Podcast Host / Analyst
And finally, clarifying values and taking committed action.
Therapist / Clinical Commentator
Right. Once fused from the old rules, she could consciously choose what truly mattered to her now. Authenticity, connection, peace, perhaps. And then take steps, however small, aligned with those values. Choosing rest over obligation. Choosing connection with Paul over maintaining a facade. Actions based on internal guidance, not external fear.
Podcast Host / Analyst
So the final synthesis here is really profound. Her discovery of the radiant world wasn't just a nice feeling. It was her nervous system literally remembering its baseline state, its evolutionary birthright of coherence and safety.
Therapist / Clinical Commentator
That's the deepest layer of interpretation. It's the ventral vagal state re emerging after being suppressed for decades by the demands of the fire. She wasn't rejecting the idea of light or warmth. She was evolving beyond the compulsive need to perform the tending of it. She was allowing her own innate ancestral capacity for regulation and connection, her own inner light to finally shine through autonomously.
Podcast Host / Analyst
Her personal journey becomes this microcosm of a larger evolutionary story. Reclaiming autonomy isn't just psychological, it's physiological. A return to a more ancient sustainable way of being.
Therapist / Clinical Commentator
It's the most ancient part of of her, the biological throne finally signaling that it feels safe enough to rest, connect and just be.
Podcast Host / Analyst
So the journey from that kind of spiritual over functioning to finding genuine radiance, it's really a profound act of reclaiming your own biology, your own nervous system. A deeply evolved form of self regulation that honors the wisdom held right there in your own body.

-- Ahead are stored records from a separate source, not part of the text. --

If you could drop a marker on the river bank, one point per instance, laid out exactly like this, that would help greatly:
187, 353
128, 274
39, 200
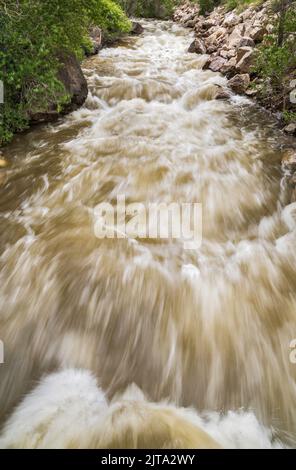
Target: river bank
230, 39
205, 329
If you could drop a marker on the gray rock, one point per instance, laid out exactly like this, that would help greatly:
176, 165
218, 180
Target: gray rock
71, 75
137, 28
217, 64
239, 83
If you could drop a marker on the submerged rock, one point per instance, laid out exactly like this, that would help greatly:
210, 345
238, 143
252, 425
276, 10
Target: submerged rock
239, 83
290, 128
289, 161
137, 28
197, 46
3, 162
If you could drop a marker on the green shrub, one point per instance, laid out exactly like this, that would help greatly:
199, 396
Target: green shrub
32, 34
276, 57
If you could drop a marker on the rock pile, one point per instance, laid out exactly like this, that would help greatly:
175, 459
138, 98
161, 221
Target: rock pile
229, 38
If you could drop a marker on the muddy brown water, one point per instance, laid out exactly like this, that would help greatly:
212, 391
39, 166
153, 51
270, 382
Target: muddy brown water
208, 328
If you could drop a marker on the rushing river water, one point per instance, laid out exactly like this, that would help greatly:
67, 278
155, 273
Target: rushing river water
208, 328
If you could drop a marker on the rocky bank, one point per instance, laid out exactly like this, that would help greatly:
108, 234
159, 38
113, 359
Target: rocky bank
230, 39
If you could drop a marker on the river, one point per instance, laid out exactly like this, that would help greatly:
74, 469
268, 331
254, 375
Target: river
208, 328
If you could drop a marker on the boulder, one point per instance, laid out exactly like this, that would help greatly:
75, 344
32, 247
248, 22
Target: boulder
256, 33
217, 63
227, 53
239, 83
236, 35
242, 51
229, 68
96, 39
231, 19
197, 46
289, 161
71, 75
222, 94
3, 162
74, 81
245, 63
290, 128
246, 41
137, 28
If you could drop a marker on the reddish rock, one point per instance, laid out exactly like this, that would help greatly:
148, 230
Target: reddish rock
245, 63
197, 46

Therapist / Clinical Commentator
And perhaps when we learn to truly integrate the wisdom of the body that ink enthroned with a reformation reflective capacity of the mind, the maturing infant, we start to understand that individual healing is deeply connected to life's fundamental drive towards connection and cooperation. Maybe that's what it means for us all to be infants on thrones.

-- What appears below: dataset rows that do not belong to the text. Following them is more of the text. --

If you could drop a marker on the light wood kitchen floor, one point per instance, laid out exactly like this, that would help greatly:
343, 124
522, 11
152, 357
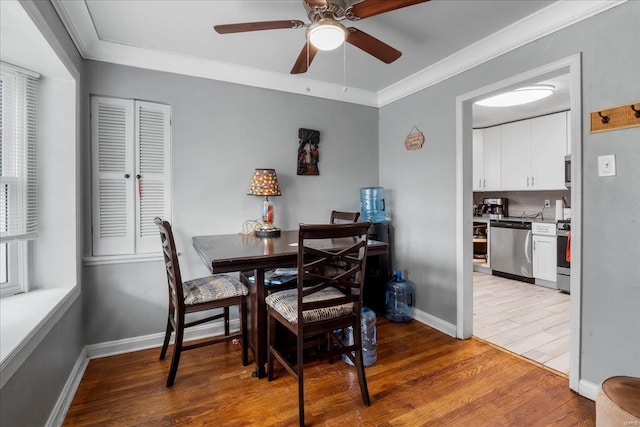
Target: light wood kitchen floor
528, 320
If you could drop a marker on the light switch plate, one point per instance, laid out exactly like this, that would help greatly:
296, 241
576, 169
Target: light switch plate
607, 165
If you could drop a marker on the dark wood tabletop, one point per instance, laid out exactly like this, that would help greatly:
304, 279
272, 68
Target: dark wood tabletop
241, 252
238, 252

Essay Narrator / Listener Essay Voice
Thank you for listening to infants on thrones.
Host: Glenn Ostlund | Date: October 16, 2025
In this thought-provoking episode, Glenn Ostlund (licensed therapist and NCE Study Guide creator) presents “The Log on the Fire,” a listener essay originally aired on Infants on Thrones—a podcast exploring life after Mormonism. Using the essay as an in-depth case study, Glenn and an AI clinical commentator analyze the psychological layers, spiritual trauma, and profound personal transformation at the heart of one woman’s journey from religious over-functioning to authentic selfhood.
The episode weaves storytelling and direct NCE exam-relevant analysis, offering a rich exploration of counseling frameworks (feminist, existential, narrative, grief), trauma diagnosis, polyvagal theory, and the evolutionary roots of human connection—all through the lens of a deeply metaphorical and relatable narrative.
Glenn and his AI clinical team use “The Log on the Fire” to demonstrate how religious faith, family roles, and external validation intertwine—and how their loss (or deconstruction) can be both traumatic and liberating. The case offers invaluable insights for students and clinicians about the biopsychosocial impacts of chronic religious over-functioning, the vital importance of non-pathologizing, trauma-informed care, and the power of narrative, feminist, and embodied therapeutic approaches.